SMILEr Analysis. Figure 3 highlights the fact that the Dice score is better when the organ is bigger. Regarding SMILEr, we can observe that its improvement is especially pronounced for small organs, see for example the large performance boost for pancreas and stomach.

Figure 4 shows how the training evolves during the \(T=3\) curriculum iterations of SMILEr, and with \(\gamma _{max}=1\). At \(t=0\), we show the segmentation of SMILE, blue pixels indicating the new positive labels added for training for the next step. We can see how the segmentation is refined and is nearly perfect at \(\gamma _2 = 0.66\) (\(t=2\)). It is also interesting to see how the model tends to over predict some labels at \(\gamma _3 = 1.0\).
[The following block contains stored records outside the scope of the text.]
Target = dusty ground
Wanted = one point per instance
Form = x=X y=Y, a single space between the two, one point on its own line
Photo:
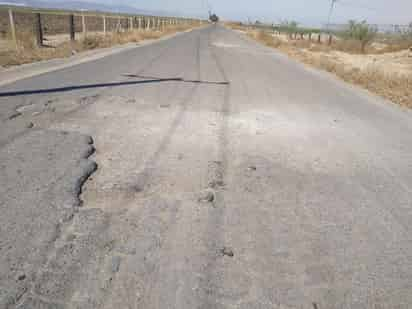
x=386 y=74
x=59 y=46
x=228 y=177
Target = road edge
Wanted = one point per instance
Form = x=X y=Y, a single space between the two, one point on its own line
x=24 y=71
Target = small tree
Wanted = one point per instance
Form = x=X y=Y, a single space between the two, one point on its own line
x=361 y=32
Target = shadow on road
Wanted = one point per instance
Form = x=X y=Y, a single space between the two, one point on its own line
x=147 y=80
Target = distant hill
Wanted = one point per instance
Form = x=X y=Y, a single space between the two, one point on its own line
x=86 y=6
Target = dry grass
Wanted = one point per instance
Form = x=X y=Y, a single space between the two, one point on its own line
x=394 y=86
x=28 y=52
x=265 y=38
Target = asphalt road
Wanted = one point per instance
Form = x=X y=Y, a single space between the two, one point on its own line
x=228 y=176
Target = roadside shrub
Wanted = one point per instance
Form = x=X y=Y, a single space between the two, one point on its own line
x=268 y=39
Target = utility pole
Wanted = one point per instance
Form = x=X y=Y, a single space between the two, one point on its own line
x=332 y=6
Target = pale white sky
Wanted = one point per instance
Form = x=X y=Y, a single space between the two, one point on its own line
x=309 y=12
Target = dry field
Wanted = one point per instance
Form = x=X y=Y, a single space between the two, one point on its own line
x=385 y=69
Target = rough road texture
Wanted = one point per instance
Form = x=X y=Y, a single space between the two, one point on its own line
x=229 y=177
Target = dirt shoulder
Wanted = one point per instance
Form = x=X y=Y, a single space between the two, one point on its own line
x=59 y=46
x=387 y=74
x=16 y=72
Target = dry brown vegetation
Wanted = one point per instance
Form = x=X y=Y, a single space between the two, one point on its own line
x=27 y=51
x=376 y=77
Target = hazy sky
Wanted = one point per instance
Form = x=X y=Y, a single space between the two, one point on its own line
x=308 y=12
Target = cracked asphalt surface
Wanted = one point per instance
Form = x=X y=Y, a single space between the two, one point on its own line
x=228 y=176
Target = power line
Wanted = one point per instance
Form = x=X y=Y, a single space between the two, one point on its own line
x=358 y=6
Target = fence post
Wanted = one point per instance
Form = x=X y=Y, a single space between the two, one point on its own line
x=71 y=28
x=104 y=24
x=12 y=28
x=38 y=30
x=84 y=30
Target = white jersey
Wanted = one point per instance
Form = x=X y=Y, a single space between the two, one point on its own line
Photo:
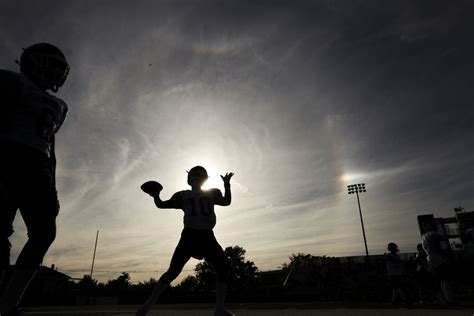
x=393 y=264
x=30 y=116
x=198 y=207
x=431 y=242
Finally, we give in Fig. 5 the final segmentation for the three organ classes in a test image, for SMILEr and the baseline, at \(\alpha =70\%\). We can notice the incapacity of the baseline, whereas SMILEr successfully segments all organs.

Fig. 5.
figure 5

Segmentation results for the baseline and SMILEr, with \(\alpha = 70\%\). The liver is in blue, the pancreas in red and the stomach in green. (Colou figure online)

4 Conclusions

We introduce a new model, SMILE, dedicated to semantic segmentation with incomplete ground truth. SMILE is based on the use of certain labels for training a first model, which is lately used to incrementally re-label positive pixels. Experiments show that SMILE can achieve comparable performances to a model trained with complete annotations with only \(30\%\) of labels. Future works are the application of SMILE to other organ classes, and the incorporation of uncertainty for selecting the target pixels labels in our curriculum approach.